The pandemic has thrown into sharp relief the inequities of family life, and how mothers still shoulder a disproportionate share of parenting. According to the New York Times, a majority of jobs lost during the early part of the pandemic were held by women. Since then, there’s been a pronounced slowing of working mothers’ employment and labor force participation rates, dipping to levels not seen since the mid-1980s. In recent research led by sociologist Jennifer Calarco about how pandemic-related disruptions are impacting mothers, those unemployed or making less money than their partners are especially vulnerable, since many policymakers are predicating access to financial resources for childcare pending employment.

While the pandemic forced the 44.4 Mothers/Artists Collective to reschedule an upcoming group exhibition, it did open up the opportunity to collaborate on a public project in response to the evolving constraints of local art exhibiting guidelines during COVID-19. 

Deliberately coinciding with and commenting on the recent US election, the collective chose a non-political party-affiliated color scheme — turquoise and yellow — installing signs within outdoor parks or near Louise Bourgeois’s monumental Maman spider sculpture in front of the National Gallery of Canada.
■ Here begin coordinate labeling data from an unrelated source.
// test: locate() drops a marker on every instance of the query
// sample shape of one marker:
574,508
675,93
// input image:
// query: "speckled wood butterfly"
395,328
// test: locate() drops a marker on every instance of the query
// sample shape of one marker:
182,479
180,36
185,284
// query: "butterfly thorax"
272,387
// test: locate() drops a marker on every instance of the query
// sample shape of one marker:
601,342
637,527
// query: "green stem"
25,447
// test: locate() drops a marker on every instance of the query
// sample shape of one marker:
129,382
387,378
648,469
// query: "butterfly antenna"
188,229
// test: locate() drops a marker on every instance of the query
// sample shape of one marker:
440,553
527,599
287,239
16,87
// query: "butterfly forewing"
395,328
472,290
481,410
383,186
The group embeds its campaign in public sites frequently accessed by mothers and children, but also the art world structures at play for 44.4 members who make their living as professional working artists, writers, and arts workers in the nation’s capital. 

“We have these big funders, institutions, and organizations, and then these small artist-run centers,” says Cherniack, who is also an arts worker. “It makes for a really complicated space for making art.”
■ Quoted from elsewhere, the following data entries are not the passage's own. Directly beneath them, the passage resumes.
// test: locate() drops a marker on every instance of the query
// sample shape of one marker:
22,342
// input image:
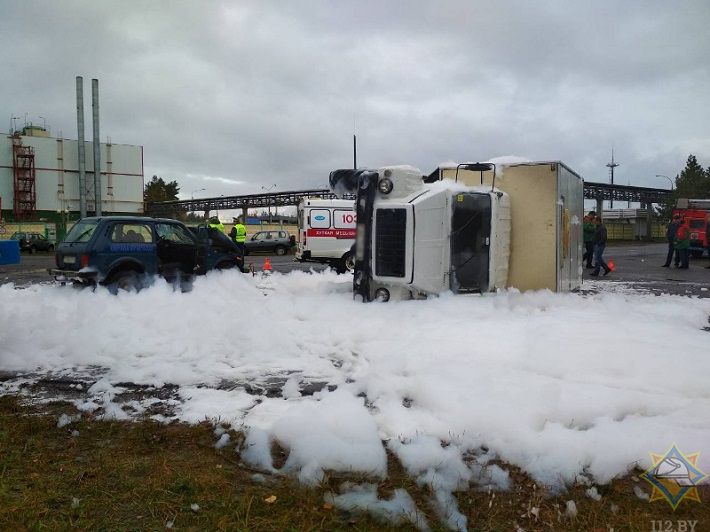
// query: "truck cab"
415,239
“Also, there is not any space to make art,” interjects Raymer Griffith, who was an adjunct instructor at Pittsburgh’s Carnegie Mellon for a decade before moving to Ottawa with her husband and son. “I’m used to living in post-industrial places where you can set up shop in an old cookie factory. That doesn’t exist here, because the industry is [the] government.”

Like Lenka Clayton’s ongoing Artist Residency in Motherhood — an open-source residency for mothers to self-direct in their own homes — 44.4 is part of an ever-evolving peer-to-peer network re-distributing low-residency opportunities and resources for arts professionals who are also parents. As 44.4 gears up to install another round of election signs this January, the group looks forward to monthly Zoom meetings and making connections with local galleries to closely track the changes its members are now seeing. The Canada Council for the Arts, for instance, now allows artists to list childcare as an eligible expense in submitted project budgets, and the Ottawa Art Gallery offers free childcare.

“We love the idea of others taking the model we’re developing to their own communities,” writes Cherniack via email, regarding the broader implications of the collective’s local organizing. She continued:

One aspect we find specific to our collective is that we are a group of mother artists in very different stages of parenting and art-making, and we see this as part of the dynamic. There is, in a sense, a type of mentorship between the members in both ways. Our group also is focused on art-making while mothering, which looks really different for everyone, and there’s lots of room to explore what that means.

With widespread public school closures happening again in response to the rise in COVID-19 cases, 4.44’s mission speaks to the urgency for small-scale, intimate networks, filling the ever-deepening lack of social safety nets in countries like Canada and the US, and the intense parental pressures still being faced by artist-mothers during the pandemic.